Blazing fast Python

Profiling Python applications using py-spy

Published in

ITHAKA Tech

5 min readDec 19, 2018

Perhaps you’ve faced the fortunate challenge of scaling up a Python application to accommodate a steadily increasing user base. Though most cloud hosting providers make it easier than ever to throw more hardware at a problem, there comes a point when the cost outweighs convenience.

Around the time scaling horizontally starts looking less attractive, developers turn to performance tuning to make applications more efficient. In the Python community there are a number of tools to help in this arena; from the built-in timeit module to profiling tools like cProfile, there are quick ways to test the difference between a particular line of code and any of its alternatives.

Although profiling tools help you see important information about which calls in your application are time consuming, it’s difficult to exercise an application during local development the same way your users exercise it in real life. The solution to bridging this gap? Profile in production!

py-spy

py-spy reads the memory of Python applications and aggregates statistics about a running Python process’ stack. You can visualize this data in a format that’s helpful for seeing where that process spends the majority of its time. Since py-spy runs as a separate process and inspects existing memory, its overhead is small compared to solutions that run as part of the process itself. This also means you can be sure the profile analysis you end up with faithfully represents your application’s behavior and isn’t greatly skewed by the profiling work.

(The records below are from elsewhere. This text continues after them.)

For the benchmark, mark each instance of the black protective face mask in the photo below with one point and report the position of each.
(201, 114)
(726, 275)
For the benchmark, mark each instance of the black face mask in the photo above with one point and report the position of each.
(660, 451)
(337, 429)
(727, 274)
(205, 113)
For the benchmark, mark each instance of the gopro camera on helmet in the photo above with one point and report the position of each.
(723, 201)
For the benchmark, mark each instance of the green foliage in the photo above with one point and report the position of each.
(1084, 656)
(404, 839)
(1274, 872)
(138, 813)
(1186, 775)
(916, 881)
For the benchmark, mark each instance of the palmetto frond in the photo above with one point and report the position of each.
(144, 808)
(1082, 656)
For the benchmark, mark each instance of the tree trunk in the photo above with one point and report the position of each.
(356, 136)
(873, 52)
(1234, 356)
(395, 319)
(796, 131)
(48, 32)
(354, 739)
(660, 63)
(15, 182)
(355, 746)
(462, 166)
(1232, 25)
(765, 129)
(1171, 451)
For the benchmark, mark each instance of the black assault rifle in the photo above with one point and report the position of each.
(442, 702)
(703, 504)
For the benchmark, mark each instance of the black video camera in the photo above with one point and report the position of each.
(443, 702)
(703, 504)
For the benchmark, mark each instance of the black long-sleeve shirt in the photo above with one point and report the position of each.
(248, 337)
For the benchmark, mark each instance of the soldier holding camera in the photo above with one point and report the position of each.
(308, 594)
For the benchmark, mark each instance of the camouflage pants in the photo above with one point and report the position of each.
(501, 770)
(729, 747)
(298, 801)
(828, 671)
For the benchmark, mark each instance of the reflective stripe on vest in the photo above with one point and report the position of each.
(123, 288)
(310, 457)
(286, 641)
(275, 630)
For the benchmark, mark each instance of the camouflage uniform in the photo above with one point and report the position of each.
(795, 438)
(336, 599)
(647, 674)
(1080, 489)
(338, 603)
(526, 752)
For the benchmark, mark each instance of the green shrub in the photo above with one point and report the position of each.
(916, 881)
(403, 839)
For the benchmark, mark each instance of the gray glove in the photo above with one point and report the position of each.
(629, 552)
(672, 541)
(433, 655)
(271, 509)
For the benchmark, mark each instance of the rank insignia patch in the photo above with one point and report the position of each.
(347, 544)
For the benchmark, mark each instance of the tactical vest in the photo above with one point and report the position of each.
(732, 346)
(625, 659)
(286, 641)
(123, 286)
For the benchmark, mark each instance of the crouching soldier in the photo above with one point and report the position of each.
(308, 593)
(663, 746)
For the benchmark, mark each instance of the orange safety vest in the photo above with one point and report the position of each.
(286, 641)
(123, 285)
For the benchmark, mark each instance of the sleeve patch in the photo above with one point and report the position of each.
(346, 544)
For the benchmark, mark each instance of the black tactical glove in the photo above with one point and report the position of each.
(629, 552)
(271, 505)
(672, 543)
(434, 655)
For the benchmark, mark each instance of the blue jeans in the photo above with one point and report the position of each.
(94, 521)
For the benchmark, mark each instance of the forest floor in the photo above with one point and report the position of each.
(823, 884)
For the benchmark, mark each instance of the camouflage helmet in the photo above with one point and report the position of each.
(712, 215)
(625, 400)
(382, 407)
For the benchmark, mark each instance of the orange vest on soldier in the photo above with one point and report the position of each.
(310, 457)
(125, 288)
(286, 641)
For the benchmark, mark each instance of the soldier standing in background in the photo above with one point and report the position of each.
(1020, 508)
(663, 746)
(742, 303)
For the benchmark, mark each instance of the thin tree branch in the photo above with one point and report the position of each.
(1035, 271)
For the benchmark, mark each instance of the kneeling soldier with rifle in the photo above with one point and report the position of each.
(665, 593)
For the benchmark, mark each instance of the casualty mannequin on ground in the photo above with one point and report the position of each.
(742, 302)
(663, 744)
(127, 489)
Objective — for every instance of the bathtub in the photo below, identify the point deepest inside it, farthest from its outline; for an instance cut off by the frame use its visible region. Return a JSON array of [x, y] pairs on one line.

After running py-spy and a bit of post-processing you’ll be able to generate visualizations like this:

The y-axis is the call stack; the x-axis represents the proportion of CPU time spent in a particular call

But how?

Installation is a one-step process that will produce a py-spy executable:

$ pip install py-spy

Now that you’ve installed the tool, it should be ready to analyze your Python application. To do so, start by snagging the process ID (PID) of the application you’re interested in. If you’re running a Django application, for instance, this would probably be the PID of one of the WSGI workers running the Django app. After you’ve got a PID handy, you’ll run py-spy with options for:

How long to sample the process, in seconds
How often to sample the stack of the process, in seconds
The name of the output file
The PID of the process
Whether to block the measured process while sampling

This will look something like

$ py-spy record \
    --duration 300 \
    --rate 100 \
    -p <PID> \
    --output my-app-20210214T1530.svg \
    --nonblocking

py-spy will sample the process with PID <PID> one hundred times per second for five minutes, producing an SVG file containing a browsable FlameGraph.

FlameGraph

Open the my-app-20210214T1530.svg file in a browser and you’ll see something resembling the screenshot from earlier. You can hover over any segment to see what call it is and how much of the CPU time it represents. Clicking on a segment zooms into it so that you only see it and its children. Most usefully, you can perform a regex-capable search using the “Search” button in the top right. Searching for a particular pattern will highlight any matches:

By exploring a flame graph, you can more easily find slow and common calls in your application that aren’t always obvious from poring over loads of raw text. And by identifying these calls, you can start to understand how you might effectively pare things down into a leaner application.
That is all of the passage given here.